Sunday 22 April 2007

The Escallonia From Hell - Or How I Was Defeated by a Shrub

The sun was shining, the birds were twittering, my shoulder was better, all was right in the world. I was waiting for a friend to show up and go for a walk. I thought, yes, a little gentle pruning would fill the vacant minutes twixt now and friend. That escallonia bush who is blocking much of the light on the patio seemed a suitable victim.

It started harmlessly enough with my handy pruning saw and my double handy loppers. Even the distraction of having to clear paths in order to discover the wheelbarrow was little trouble. Nor the hacking my way through the undergrowth to avail myself of the compost heap. In fact the sun was still shining, the birds still twittering, my shoulder was sort of ok, and my friend had conveniently not yet showed to distract me from my task.

But then the bush began to fight back. Large trunk-like pieces were cut and yet refused to extricate themselves from the mass of bush. Branches were tangled overhead in the manner of the hair of four-year-old who was allergic to the hairbrush (mentioning no names). It all began to resemble a game of giant and living Jenga. With every cut and attempted removal the whole edifice toppled just a bit but never enough. Inevitably I began to become a tad apprehensive. The whole lot (and this is a bush on the scale of a tree of considerable proportions) was going to go. I would be left underneath with only a pair of comedy Wellingtons poking out. My family would pass this mass of greenery and wonder why I had left my boots there. Hours later they would only notice my absence by the coincidental absence of clean underwear, food and stupid questions like ‘Is it really a good idea to blow your nose on your sock?’

I had to take matters into my own hands. This bush was not going to get the better of me. I admit, with some level of shame, that shrubs, trees and even a slug, in the past have got the better of me. But no such thing was going to happen on a day such as this where the sun was shining, the birds were twittering, my shoulder only hurt a little bit and a friendly friend was on their way. The specific matter that I took into my own hands was a particularly leafy, stubborn and smug branch. In the manner of the famous folk of the great big enormous turnip, I pulled and I pulled and I pulled. And I pulled. With a surprising squeaky noise and a malicious rumble of twigs the bastard thing came free. The bastard thing being very large tangle of tangley bush. The large tangley thing was very much larger than me.

I can see you wondering if I was left in the comedy Wellington situation. No no, for I am more cunning than that. At the same time as all this pulling I was also shrewdly backing my way down the alleyway that lies between our house and the neighbours. Pretty astute eh?
Or not. For I found that I could now no longer negotiate my way past the aforementioned mass. It sat there eyeing me with a slight grin and blocking the passage, the light, and my way back into the garden where I had left my instruments of torture, without which I was impotent against this escallonia from hell.
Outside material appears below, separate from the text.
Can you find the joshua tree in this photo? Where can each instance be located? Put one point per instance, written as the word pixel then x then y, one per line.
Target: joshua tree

Also I was now effectively locked out of the house by a plant.

Strangely the sun was still shining, the birds still twittering (some from inside the mass of the hell-shrub), my shoulder was absolutely killing me and my bastard friend still hadn’t showed.
I am now writing this from the neighbours house, who, when they had stopped laughing, let me gain refuge whilst we awaited the emergency services. Specifically mountain rescue. And friend – I blame you, if you had turned up in the first place or at all then none of this sorry story would have happened. No shrubs would have turned into monsters and mountain rescue would not be putting their helicopter down (oh shit on the trampoline, they must have mistaken it for a landing pad) as I write. I hope you plan to make it up to me very seriously. I mean it. You know who you are.